L’étymologie du nom vient du germanique « sach »
(pointe, couteau) et « mari » (eau) c'est-à-dire « eau
aux pierres comme des couteaux ». En un millénaire,
l’appellation de la rivière va successivement évolué de
« Sesmara » en « Sesomiris », « Sesmarus », Sesmoys » et
« Semoir ».
Et
comme Arlon se trouve à un carrefour linguistique, les
germanophones la rebaptisent à leur sauce soit en « Sesbach »
et les wallons en « Simwès ».
D’autres auteurs vont encore plus loin dans leurs
élucubrations toponymiques.
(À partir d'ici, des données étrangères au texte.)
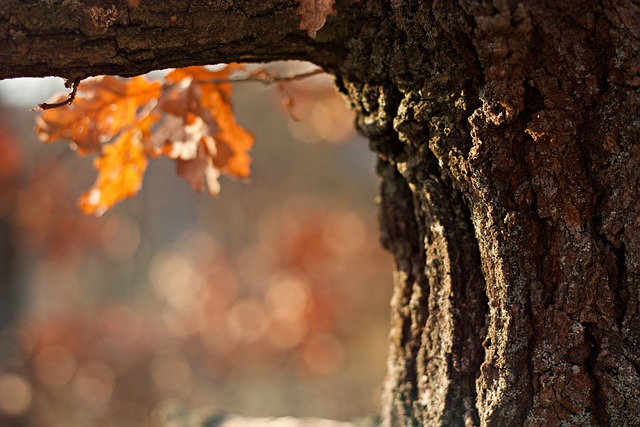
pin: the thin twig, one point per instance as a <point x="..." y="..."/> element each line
<point x="68" y="101"/>
<point x="264" y="77"/>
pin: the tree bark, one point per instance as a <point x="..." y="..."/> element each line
<point x="507" y="135"/>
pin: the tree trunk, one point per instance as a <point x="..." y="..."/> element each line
<point x="510" y="165"/>
<point x="507" y="135"/>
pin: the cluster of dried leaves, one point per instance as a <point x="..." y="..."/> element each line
<point x="189" y="118"/>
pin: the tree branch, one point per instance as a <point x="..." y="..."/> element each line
<point x="81" y="38"/>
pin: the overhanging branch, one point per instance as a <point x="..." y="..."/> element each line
<point x="82" y="38"/>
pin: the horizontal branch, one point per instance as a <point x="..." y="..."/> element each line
<point x="82" y="38"/>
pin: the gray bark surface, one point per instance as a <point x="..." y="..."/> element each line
<point x="508" y="138"/>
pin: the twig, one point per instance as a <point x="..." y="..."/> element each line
<point x="68" y="101"/>
<point x="263" y="76"/>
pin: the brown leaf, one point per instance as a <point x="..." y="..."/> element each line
<point x="201" y="99"/>
<point x="121" y="169"/>
<point x="104" y="106"/>
<point x="314" y="14"/>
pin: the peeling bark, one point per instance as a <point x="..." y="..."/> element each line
<point x="510" y="165"/>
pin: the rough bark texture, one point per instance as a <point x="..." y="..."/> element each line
<point x="508" y="136"/>
<point x="80" y="38"/>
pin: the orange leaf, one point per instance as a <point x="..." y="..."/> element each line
<point x="121" y="169"/>
<point x="314" y="14"/>
<point x="103" y="107"/>
<point x="202" y="100"/>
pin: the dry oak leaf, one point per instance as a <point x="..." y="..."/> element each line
<point x="314" y="14"/>
<point x="103" y="108"/>
<point x="121" y="168"/>
<point x="210" y="129"/>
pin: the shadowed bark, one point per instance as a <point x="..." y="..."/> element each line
<point x="510" y="165"/>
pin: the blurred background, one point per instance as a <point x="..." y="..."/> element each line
<point x="270" y="300"/>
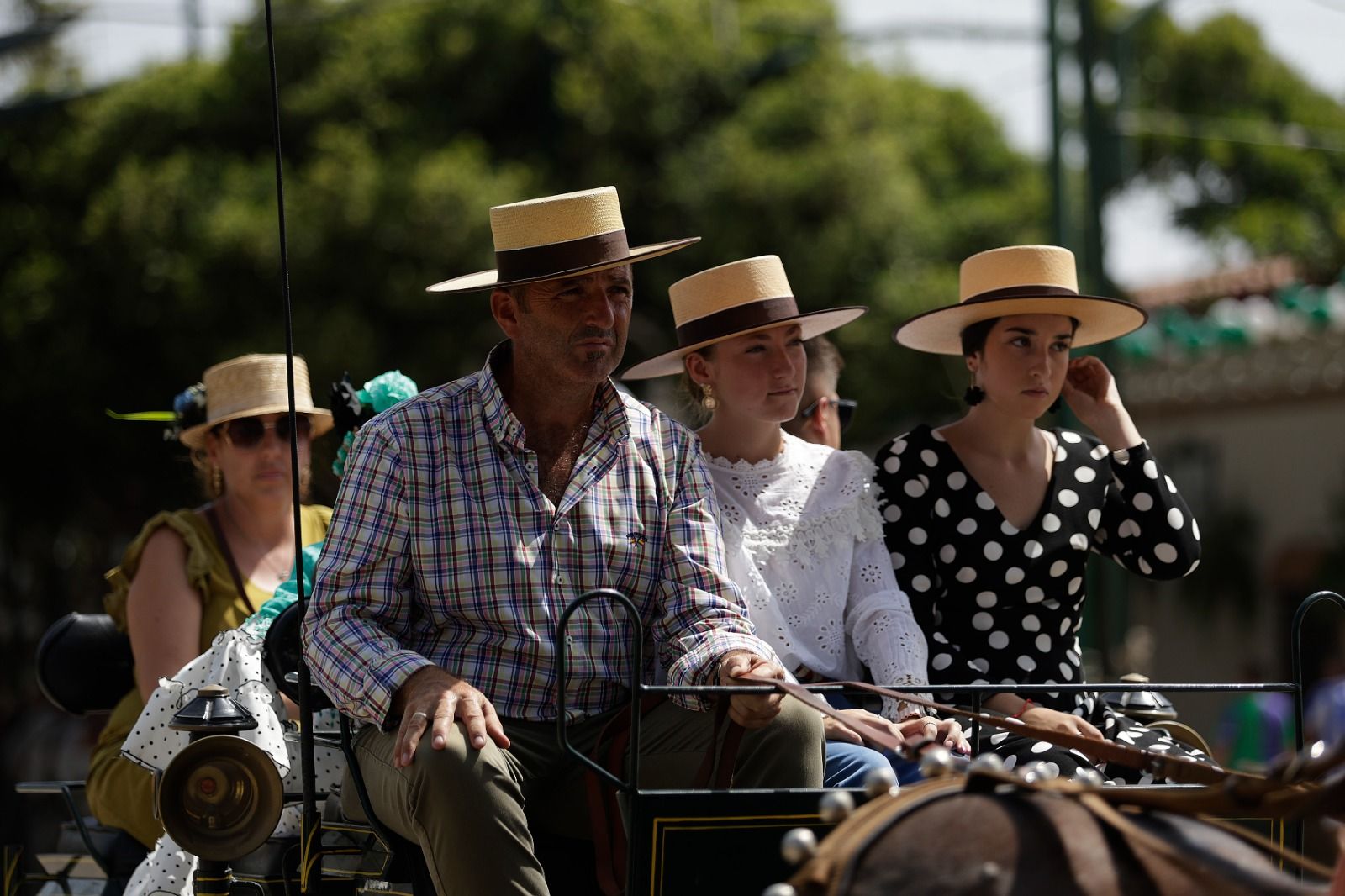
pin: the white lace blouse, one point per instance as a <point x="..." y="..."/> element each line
<point x="804" y="544"/>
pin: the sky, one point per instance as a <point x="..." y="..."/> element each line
<point x="989" y="47"/>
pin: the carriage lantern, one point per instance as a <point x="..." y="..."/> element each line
<point x="1142" y="705"/>
<point x="219" y="797"/>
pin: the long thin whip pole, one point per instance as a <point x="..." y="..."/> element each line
<point x="311" y="833"/>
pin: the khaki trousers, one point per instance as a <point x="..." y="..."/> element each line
<point x="466" y="808"/>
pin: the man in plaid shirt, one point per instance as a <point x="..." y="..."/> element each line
<point x="474" y="513"/>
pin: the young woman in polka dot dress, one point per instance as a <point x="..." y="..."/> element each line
<point x="990" y="521"/>
<point x="802" y="533"/>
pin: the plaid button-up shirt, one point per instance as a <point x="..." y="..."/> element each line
<point x="443" y="549"/>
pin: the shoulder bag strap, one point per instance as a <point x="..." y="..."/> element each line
<point x="213" y="519"/>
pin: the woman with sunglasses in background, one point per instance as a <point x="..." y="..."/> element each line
<point x="990" y="519"/>
<point x="800" y="521"/>
<point x="193" y="573"/>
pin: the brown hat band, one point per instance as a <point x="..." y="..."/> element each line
<point x="1021" y="293"/>
<point x="746" y="316"/>
<point x="538" y="262"/>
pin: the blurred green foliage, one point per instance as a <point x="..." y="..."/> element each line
<point x="139" y="237"/>
<point x="1250" y="148"/>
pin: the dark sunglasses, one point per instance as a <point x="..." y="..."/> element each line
<point x="845" y="409"/>
<point x="248" y="432"/>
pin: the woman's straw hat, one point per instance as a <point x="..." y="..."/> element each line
<point x="1020" y="280"/>
<point x="733" y="300"/>
<point x="564" y="235"/>
<point x="255" y="385"/>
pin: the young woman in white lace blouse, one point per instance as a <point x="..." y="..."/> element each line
<point x="800" y="521"/>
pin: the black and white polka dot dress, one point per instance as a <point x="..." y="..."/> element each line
<point x="1001" y="604"/>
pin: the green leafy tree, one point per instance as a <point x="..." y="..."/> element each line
<point x="1255" y="152"/>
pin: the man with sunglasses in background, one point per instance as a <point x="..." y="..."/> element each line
<point x="822" y="414"/>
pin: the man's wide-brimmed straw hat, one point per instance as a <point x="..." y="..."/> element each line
<point x="565" y="235"/>
<point x="255" y="385"/>
<point x="1020" y="280"/>
<point x="733" y="300"/>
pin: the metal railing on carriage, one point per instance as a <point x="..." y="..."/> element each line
<point x="657" y="824"/>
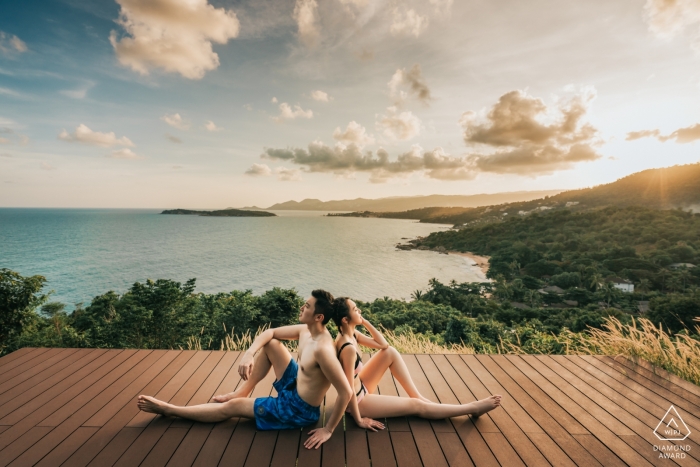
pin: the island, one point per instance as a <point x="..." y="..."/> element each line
<point x="221" y="213"/>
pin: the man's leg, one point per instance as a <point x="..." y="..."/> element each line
<point x="273" y="355"/>
<point x="207" y="413"/>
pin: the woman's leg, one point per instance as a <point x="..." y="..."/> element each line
<point x="275" y="355"/>
<point x="207" y="413"/>
<point x="376" y="406"/>
<point x="389" y="358"/>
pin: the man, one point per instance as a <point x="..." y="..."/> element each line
<point x="300" y="387"/>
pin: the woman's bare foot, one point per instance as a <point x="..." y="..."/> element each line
<point x="485" y="405"/>
<point x="152" y="405"/>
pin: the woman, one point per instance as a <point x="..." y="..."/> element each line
<point x="365" y="377"/>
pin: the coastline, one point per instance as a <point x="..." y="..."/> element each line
<point x="481" y="261"/>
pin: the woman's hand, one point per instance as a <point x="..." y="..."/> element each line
<point x="245" y="369"/>
<point x="317" y="438"/>
<point x="369" y="424"/>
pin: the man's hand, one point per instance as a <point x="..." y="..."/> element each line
<point x="245" y="369"/>
<point x="317" y="438"/>
<point x="369" y="424"/>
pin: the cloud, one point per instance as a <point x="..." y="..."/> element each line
<point x="211" y="126"/>
<point x="124" y="153"/>
<point x="353" y="134"/>
<point x="288" y="175"/>
<point x="320" y="96"/>
<point x="287" y="113"/>
<point x="172" y="35"/>
<point x="83" y="134"/>
<point x="259" y="170"/>
<point x="399" y="126"/>
<point x="682" y="135"/>
<point x="344" y="160"/>
<point x="306" y="16"/>
<point x="9" y="43"/>
<point x="404" y="84"/>
<point x="176" y="121"/>
<point x="174" y="139"/>
<point x="523" y="144"/>
<point x="408" y="22"/>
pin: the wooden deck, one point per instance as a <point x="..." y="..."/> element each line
<point x="76" y="407"/>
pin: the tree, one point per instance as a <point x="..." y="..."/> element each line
<point x="19" y="297"/>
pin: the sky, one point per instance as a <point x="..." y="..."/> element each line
<point x="213" y="104"/>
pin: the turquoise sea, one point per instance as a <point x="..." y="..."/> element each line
<point x="86" y="252"/>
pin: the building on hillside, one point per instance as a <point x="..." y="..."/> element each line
<point x="625" y="285"/>
<point x="681" y="266"/>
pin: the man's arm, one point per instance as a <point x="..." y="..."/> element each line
<point x="330" y="366"/>
<point x="245" y="368"/>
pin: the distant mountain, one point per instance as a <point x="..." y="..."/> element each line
<point x="408" y="202"/>
<point x="220" y="213"/>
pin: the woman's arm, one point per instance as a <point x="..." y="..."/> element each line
<point x="377" y="340"/>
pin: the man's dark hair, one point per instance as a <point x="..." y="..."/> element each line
<point x="324" y="304"/>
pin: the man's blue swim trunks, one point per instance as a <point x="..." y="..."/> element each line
<point x="287" y="410"/>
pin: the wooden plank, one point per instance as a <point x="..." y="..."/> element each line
<point x="648" y="388"/>
<point x="24" y="372"/>
<point x="466" y="428"/>
<point x="644" y="412"/>
<point x="28" y="359"/>
<point x="640" y="364"/>
<point x="260" y="454"/>
<point x="67" y="447"/>
<point x="562" y="448"/>
<point x="38" y="384"/>
<point x="5" y="359"/>
<point x="87" y="402"/>
<point x="357" y="448"/>
<point x="286" y="449"/>
<point x="108" y="456"/>
<point x="34" y="411"/>
<point x="405" y="449"/>
<point x="21" y="444"/>
<point x="601" y="424"/>
<point x="165" y="447"/>
<point x="521" y="443"/>
<point x="381" y="450"/>
<point x="110" y="431"/>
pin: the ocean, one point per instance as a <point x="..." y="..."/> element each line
<point x="87" y="252"/>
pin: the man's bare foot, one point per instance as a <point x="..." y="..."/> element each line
<point x="152" y="405"/>
<point x="485" y="405"/>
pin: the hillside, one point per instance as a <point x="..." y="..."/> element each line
<point x="665" y="188"/>
<point x="409" y="202"/>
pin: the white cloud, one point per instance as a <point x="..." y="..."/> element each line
<point x="306" y="16"/>
<point x="287" y="113"/>
<point x="320" y="96"/>
<point x="172" y="35"/>
<point x="408" y="83"/>
<point x="259" y="170"/>
<point x="288" y="175"/>
<point x="9" y="43"/>
<point x="124" y="153"/>
<point x="408" y="22"/>
<point x="353" y="134"/>
<point x="211" y="126"/>
<point x="176" y="121"/>
<point x="83" y="134"/>
<point x="399" y="126"/>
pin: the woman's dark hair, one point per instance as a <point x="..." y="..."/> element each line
<point x="341" y="310"/>
<point x="324" y="304"/>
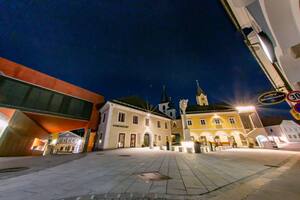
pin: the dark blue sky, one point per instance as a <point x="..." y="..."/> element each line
<point x="132" y="47"/>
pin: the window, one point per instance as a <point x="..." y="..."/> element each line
<point x="231" y="120"/>
<point x="217" y="121"/>
<point x="202" y="122"/>
<point x="121" y="117"/>
<point x="147" y="122"/>
<point x="135" y="120"/>
<point x="174" y="125"/>
<point x="103" y="119"/>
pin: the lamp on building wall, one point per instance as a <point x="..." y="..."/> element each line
<point x="3" y="125"/>
<point x="267" y="46"/>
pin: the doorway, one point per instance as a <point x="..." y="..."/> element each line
<point x="121" y="143"/>
<point x="132" y="140"/>
<point x="146" y="140"/>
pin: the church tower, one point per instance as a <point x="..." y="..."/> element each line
<point x="166" y="106"/>
<point x="201" y="97"/>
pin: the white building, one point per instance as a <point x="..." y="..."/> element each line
<point x="68" y="142"/>
<point x="132" y="122"/>
<point x="271" y="29"/>
<point x="282" y="131"/>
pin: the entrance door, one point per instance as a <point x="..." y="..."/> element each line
<point x="132" y="140"/>
<point x="121" y="140"/>
<point x="146" y="140"/>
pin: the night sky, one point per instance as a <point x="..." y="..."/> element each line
<point x="133" y="47"/>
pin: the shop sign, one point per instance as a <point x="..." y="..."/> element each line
<point x="297" y="107"/>
<point x="271" y="98"/>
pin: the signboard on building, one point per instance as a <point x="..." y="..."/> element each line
<point x="294" y="96"/>
<point x="297" y="107"/>
<point x="271" y="98"/>
<point x="295" y="114"/>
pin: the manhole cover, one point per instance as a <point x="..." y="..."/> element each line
<point x="13" y="169"/>
<point x="276" y="166"/>
<point x="153" y="176"/>
<point x="125" y="155"/>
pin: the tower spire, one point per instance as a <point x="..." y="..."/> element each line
<point x="199" y="90"/>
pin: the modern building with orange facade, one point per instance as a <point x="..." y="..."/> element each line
<point x="35" y="108"/>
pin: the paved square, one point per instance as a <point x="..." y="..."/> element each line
<point x="111" y="174"/>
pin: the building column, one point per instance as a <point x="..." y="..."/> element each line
<point x="86" y="141"/>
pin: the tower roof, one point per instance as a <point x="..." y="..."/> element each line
<point x="199" y="90"/>
<point x="164" y="97"/>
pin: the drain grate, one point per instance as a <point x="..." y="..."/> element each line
<point x="153" y="176"/>
<point x="125" y="155"/>
<point x="13" y="169"/>
<point x="275" y="166"/>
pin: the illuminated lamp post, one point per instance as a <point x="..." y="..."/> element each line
<point x="3" y="125"/>
<point x="187" y="143"/>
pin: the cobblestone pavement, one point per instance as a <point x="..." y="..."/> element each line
<point x="33" y="163"/>
<point x="114" y="175"/>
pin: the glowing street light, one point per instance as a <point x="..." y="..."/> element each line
<point x="267" y="46"/>
<point x="242" y="109"/>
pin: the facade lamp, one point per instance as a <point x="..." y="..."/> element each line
<point x="267" y="46"/>
<point x="3" y="125"/>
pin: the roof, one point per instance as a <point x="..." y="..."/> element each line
<point x="69" y="134"/>
<point x="138" y="103"/>
<point x="219" y="107"/>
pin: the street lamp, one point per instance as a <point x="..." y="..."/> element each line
<point x="3" y="125"/>
<point x="267" y="46"/>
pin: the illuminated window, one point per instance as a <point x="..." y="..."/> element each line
<point x="121" y="117"/>
<point x="147" y="122"/>
<point x="202" y="122"/>
<point x="217" y="121"/>
<point x="231" y="120"/>
<point x="135" y="120"/>
<point x="103" y="119"/>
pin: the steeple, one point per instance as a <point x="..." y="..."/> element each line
<point x="164" y="97"/>
<point x="199" y="90"/>
<point x="201" y="97"/>
<point x="166" y="106"/>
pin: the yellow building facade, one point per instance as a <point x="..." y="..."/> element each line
<point x="223" y="128"/>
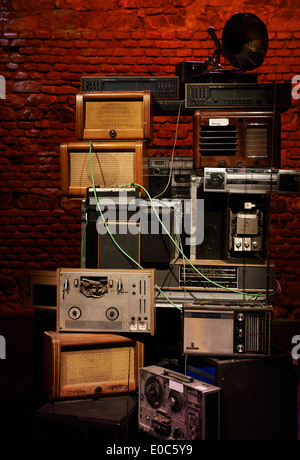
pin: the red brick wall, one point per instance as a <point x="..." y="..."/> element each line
<point x="46" y="46"/>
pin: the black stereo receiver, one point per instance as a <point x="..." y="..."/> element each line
<point x="161" y="87"/>
<point x="244" y="95"/>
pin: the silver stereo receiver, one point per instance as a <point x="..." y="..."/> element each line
<point x="173" y="406"/>
<point x="251" y="180"/>
<point x="94" y="300"/>
<point x="229" y="329"/>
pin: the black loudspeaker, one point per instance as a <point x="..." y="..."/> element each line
<point x="259" y="396"/>
<point x="128" y="238"/>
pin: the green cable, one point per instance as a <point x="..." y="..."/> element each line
<point x="184" y="256"/>
<point x="167" y="232"/>
<point x="112" y="237"/>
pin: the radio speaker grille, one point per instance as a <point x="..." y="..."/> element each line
<point x="96" y="365"/>
<point x="108" y="169"/>
<point x="254" y="329"/>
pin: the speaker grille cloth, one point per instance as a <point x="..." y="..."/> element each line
<point x="116" y="115"/>
<point x="109" y="168"/>
<point x="96" y="365"/>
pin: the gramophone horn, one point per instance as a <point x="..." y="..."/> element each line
<point x="245" y="41"/>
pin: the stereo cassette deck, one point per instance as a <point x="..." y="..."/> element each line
<point x="251" y="180"/>
<point x="243" y="95"/>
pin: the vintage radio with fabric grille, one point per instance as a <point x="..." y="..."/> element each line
<point x="119" y="115"/>
<point x="229" y="329"/>
<point x="113" y="164"/>
<point x="90" y="365"/>
<point x="236" y="138"/>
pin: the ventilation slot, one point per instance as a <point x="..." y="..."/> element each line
<point x="218" y="140"/>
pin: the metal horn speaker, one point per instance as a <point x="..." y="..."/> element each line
<point x="245" y="41"/>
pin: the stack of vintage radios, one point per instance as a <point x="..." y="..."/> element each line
<point x="78" y="363"/>
<point x="106" y="309"/>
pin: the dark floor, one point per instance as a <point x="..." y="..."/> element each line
<point x="20" y="383"/>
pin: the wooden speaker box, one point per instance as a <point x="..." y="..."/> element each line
<point x="119" y="115"/>
<point x="113" y="164"/>
<point x="90" y="365"/>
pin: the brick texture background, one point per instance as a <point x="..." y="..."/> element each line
<point x="46" y="45"/>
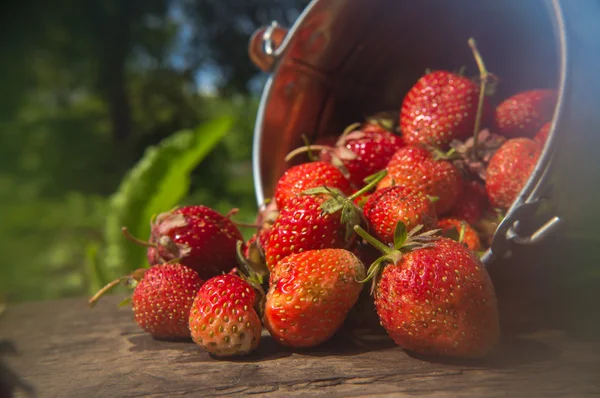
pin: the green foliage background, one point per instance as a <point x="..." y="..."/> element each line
<point x="111" y="111"/>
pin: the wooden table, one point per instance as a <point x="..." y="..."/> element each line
<point x="66" y="350"/>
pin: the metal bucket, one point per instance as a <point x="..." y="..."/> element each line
<point x="345" y="59"/>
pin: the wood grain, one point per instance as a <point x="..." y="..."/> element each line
<point x="68" y="350"/>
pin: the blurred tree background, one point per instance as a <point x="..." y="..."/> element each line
<point x="91" y="92"/>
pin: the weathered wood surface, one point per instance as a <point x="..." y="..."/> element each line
<point x="67" y="350"/>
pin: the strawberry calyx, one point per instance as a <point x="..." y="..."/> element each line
<point x="129" y="281"/>
<point x="386" y="120"/>
<point x="350" y="213"/>
<point x="484" y="80"/>
<point x="473" y="159"/>
<point x="250" y="276"/>
<point x="404" y="241"/>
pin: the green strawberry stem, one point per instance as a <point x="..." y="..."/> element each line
<point x="483" y="77"/>
<point x="403" y="241"/>
<point x="246" y="225"/>
<point x="373" y="180"/>
<point x="135" y="240"/>
<point x="303" y="149"/>
<point x="252" y="277"/>
<point x="372" y="240"/>
<point x="135" y="276"/>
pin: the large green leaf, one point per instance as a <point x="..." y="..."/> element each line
<point x="159" y="182"/>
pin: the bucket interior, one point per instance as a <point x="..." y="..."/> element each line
<point x="349" y="59"/>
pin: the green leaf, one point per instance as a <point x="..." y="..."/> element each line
<point x="95" y="271"/>
<point x="400" y="235"/>
<point x="157" y="183"/>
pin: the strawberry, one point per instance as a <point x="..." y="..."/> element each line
<point x="310" y="296"/>
<point x="439" y="108"/>
<point x="415" y="167"/>
<point x="542" y="134"/>
<point x="309" y="175"/>
<point x="434" y="296"/>
<point x="197" y="236"/>
<point x="465" y="233"/>
<point x="222" y="319"/>
<point x="319" y="218"/>
<point x="523" y="114"/>
<point x="363" y="151"/>
<point x="472" y="203"/>
<point x="509" y="169"/>
<point x="162" y="299"/>
<point x="301" y="226"/>
<point x="396" y="203"/>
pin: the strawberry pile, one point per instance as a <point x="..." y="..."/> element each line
<point x="394" y="213"/>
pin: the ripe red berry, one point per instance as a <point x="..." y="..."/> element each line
<point x="415" y="167"/>
<point x="302" y="226"/>
<point x="542" y="134"/>
<point x="311" y="294"/>
<point x="466" y="234"/>
<point x="523" y="114"/>
<point x="439" y="108"/>
<point x="198" y="236"/>
<point x="396" y="203"/>
<point x="364" y="151"/>
<point x="301" y="177"/>
<point x="162" y="300"/>
<point x="509" y="169"/>
<point x="222" y="318"/>
<point x="434" y="297"/>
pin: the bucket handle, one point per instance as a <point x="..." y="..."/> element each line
<point x="264" y="47"/>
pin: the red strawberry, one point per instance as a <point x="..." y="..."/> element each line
<point x="523" y="114"/>
<point x="415" y="167"/>
<point x="396" y="203"/>
<point x="439" y="108"/>
<point x="509" y="169"/>
<point x="197" y="236"/>
<point x="466" y="234"/>
<point x="302" y="226"/>
<point x="311" y="294"/>
<point x="309" y="175"/>
<point x="472" y="203"/>
<point x="162" y="300"/>
<point x="434" y="296"/>
<point x="542" y="134"/>
<point x="363" y="151"/>
<point x="222" y="319"/>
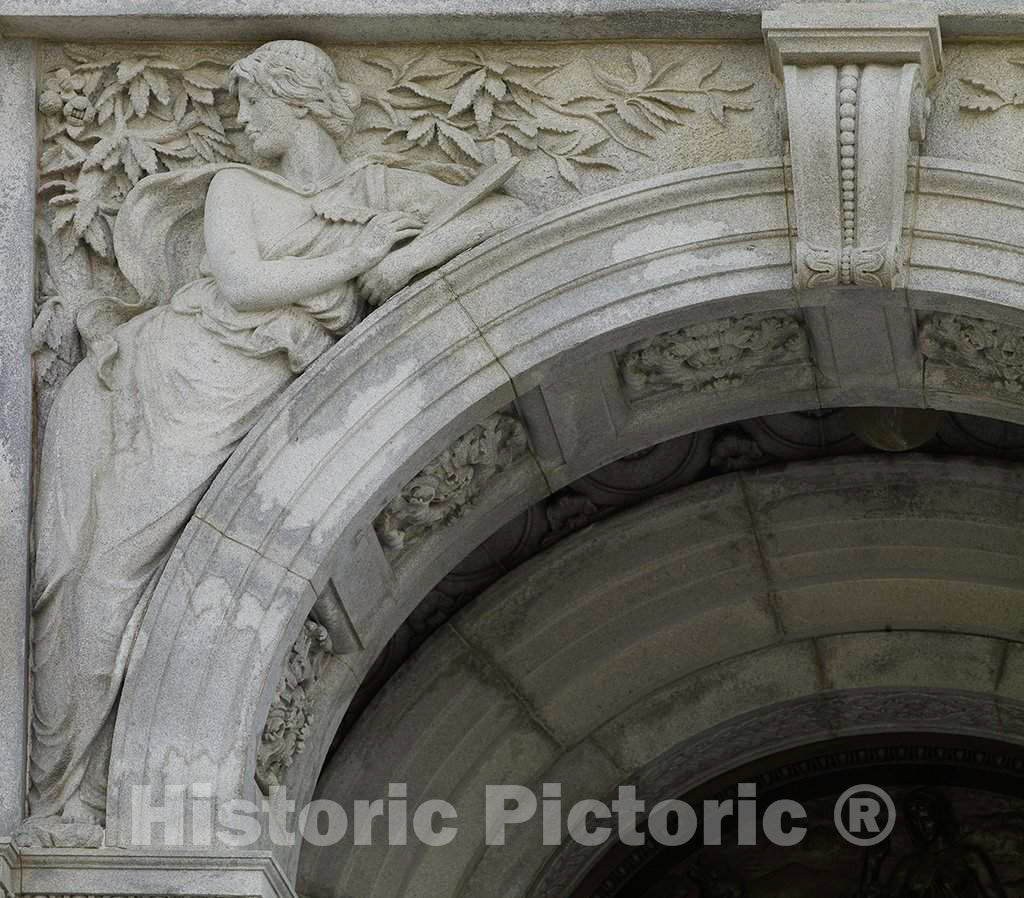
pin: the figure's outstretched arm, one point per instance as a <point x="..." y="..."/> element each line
<point x="250" y="283"/>
<point x="492" y="215"/>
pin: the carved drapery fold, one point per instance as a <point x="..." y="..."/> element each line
<point x="855" y="81"/>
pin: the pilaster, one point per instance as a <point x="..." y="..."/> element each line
<point x="17" y="211"/>
<point x="856" y="79"/>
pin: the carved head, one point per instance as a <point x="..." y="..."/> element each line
<point x="930" y="816"/>
<point x="285" y="80"/>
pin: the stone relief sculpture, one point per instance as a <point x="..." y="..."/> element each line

D’après le moteur de
recherche « Crehangec », Semois serait issu de « Somoîra »
composé de som (tranquille) et aar (rivière). Quant au
« Quid », il soutient que la Semois ou Semoy provient
du nom de sa source : Som Oize, c'est-à-dire source de
l’Oize ce qui pour ma part me paraît peu probable
puisque l’Oise, qui prend sa source sur les hauteurs de
Chimay, appartient au bassin hydrologique de la Seine.
Bref, c’est le pot à encre ! D’après l’étude
toponymique, la France aurait opté pour la terminologie
de « Sesmoys », qui remonte à l’époque de Pierre
l’Ermite quand celui-ci prêchait la bonne parole dans la
vallée en vue de la Première Croisade, et la Belgique
pour « Semoir » qui est apparu un siècle plus tard.
Mais, rien n’est plus sûr. Il va de soi par conséquent
que toutes ces déductions sont à prendre au conditionnel
et avec une grande prudence.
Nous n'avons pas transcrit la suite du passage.